Je n’étais pas couché le samedi 7 janvier lorsqu’en zappant j’ai intercepté François Bayrou interrogé par Natacha Poloni et Audrey Pulvar à l’émission de Laurent Ruquier. Je n’ai vu que la fin, lorsqu’il était interrogé sur l’euro. Ses paroles valent la peine d’être rapportées tant elles sont violentes pour un homme qui se dit du centre et donc dont le discours devrait a priori être à distance de positions extrêmes. Si nous sortons de l’euro, les français pleureront des larmes de sang a-t-il dit à peu près. Essayons d’analyser un tel positionnement qui est largement partagé dans la classe politique à l’exception des extrêmes.

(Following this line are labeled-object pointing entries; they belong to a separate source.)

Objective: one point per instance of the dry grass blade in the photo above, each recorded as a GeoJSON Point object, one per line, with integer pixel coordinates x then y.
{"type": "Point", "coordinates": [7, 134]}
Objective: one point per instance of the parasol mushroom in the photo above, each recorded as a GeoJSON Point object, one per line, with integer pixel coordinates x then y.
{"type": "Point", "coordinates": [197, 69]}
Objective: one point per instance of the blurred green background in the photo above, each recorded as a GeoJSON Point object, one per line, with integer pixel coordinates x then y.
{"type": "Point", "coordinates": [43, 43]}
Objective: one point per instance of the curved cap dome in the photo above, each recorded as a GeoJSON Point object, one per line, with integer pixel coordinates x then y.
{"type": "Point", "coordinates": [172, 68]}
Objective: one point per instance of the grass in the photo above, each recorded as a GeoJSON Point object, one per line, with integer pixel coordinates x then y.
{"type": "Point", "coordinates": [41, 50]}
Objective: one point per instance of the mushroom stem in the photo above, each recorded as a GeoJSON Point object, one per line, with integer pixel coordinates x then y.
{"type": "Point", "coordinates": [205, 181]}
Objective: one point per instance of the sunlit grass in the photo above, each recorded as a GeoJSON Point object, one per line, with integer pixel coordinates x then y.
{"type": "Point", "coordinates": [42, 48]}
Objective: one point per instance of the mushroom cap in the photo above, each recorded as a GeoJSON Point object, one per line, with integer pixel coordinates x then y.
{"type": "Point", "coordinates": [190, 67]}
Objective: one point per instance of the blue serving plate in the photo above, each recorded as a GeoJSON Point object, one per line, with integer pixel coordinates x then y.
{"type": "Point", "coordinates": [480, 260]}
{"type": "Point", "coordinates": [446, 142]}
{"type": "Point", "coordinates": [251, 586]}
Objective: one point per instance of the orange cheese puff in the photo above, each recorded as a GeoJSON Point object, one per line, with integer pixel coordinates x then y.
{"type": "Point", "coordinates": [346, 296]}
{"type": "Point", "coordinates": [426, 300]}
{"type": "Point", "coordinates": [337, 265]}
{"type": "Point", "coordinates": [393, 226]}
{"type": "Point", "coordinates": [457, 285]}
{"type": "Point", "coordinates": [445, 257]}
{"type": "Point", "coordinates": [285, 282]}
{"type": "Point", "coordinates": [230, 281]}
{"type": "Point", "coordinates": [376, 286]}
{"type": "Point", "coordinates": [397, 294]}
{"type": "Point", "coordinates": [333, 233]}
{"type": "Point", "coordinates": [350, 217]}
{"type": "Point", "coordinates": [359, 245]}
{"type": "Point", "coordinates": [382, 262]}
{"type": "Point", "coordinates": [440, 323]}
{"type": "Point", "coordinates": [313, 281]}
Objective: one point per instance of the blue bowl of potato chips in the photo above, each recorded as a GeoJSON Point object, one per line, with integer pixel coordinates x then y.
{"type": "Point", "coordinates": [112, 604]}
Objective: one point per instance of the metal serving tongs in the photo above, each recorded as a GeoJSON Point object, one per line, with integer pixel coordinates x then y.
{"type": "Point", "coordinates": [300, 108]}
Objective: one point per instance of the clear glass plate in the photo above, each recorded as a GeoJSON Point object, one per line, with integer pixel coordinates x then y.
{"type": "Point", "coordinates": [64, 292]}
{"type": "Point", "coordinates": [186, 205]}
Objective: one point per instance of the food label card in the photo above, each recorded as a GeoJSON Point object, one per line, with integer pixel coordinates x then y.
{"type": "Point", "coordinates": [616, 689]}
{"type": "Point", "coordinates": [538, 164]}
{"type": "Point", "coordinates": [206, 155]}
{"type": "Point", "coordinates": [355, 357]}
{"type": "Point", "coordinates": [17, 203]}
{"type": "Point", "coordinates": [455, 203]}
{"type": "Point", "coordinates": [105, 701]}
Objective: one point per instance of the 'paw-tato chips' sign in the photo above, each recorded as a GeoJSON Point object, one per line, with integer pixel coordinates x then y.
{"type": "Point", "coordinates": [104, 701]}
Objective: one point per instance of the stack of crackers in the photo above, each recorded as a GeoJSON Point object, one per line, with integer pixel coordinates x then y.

Il est un fait que, tant le gouvernement actuel, qui fait tout pour que la France reste dans l’euro, que les politiques socialistes dans leur discours ou le centre quel qu’il soit, prônent une orthodoxie assez extraordinaire en matière monétaire. La phrase de François Bayrou ne fait que dire plus durement ce que disent aussi les autres. Mais est-ce bien vrai ? Le problème, c’est que la réalité est multiple. Prenons un exemple qui semblera évident à tout un chacun. Reprenons les propos de Louis Gallois, PDG d’EADS, qui a maintes fois déclaré que chaque fois que le dollar se déprécie de 10 centimes d’euros, Airbus perd un milliard d’euros de compétitivité. Clairement, si la France sortait de l’euro, sa monnaie dévaluerait probablement d’environ 30% par rapport au dollar et cela impliquerait un gain net pour Airbus. Pourquoi cet exemple n’est-il jamais repris par les politiques ? Mieux, la croissance continue d’Airbus (en termes d’emploi), pour cause d’euro cher, s’est faite ces dernières années hors Europe, si bien que même quand les entreprises sont européennes, les Européens eux-mêmes n’en profitent parfois guère.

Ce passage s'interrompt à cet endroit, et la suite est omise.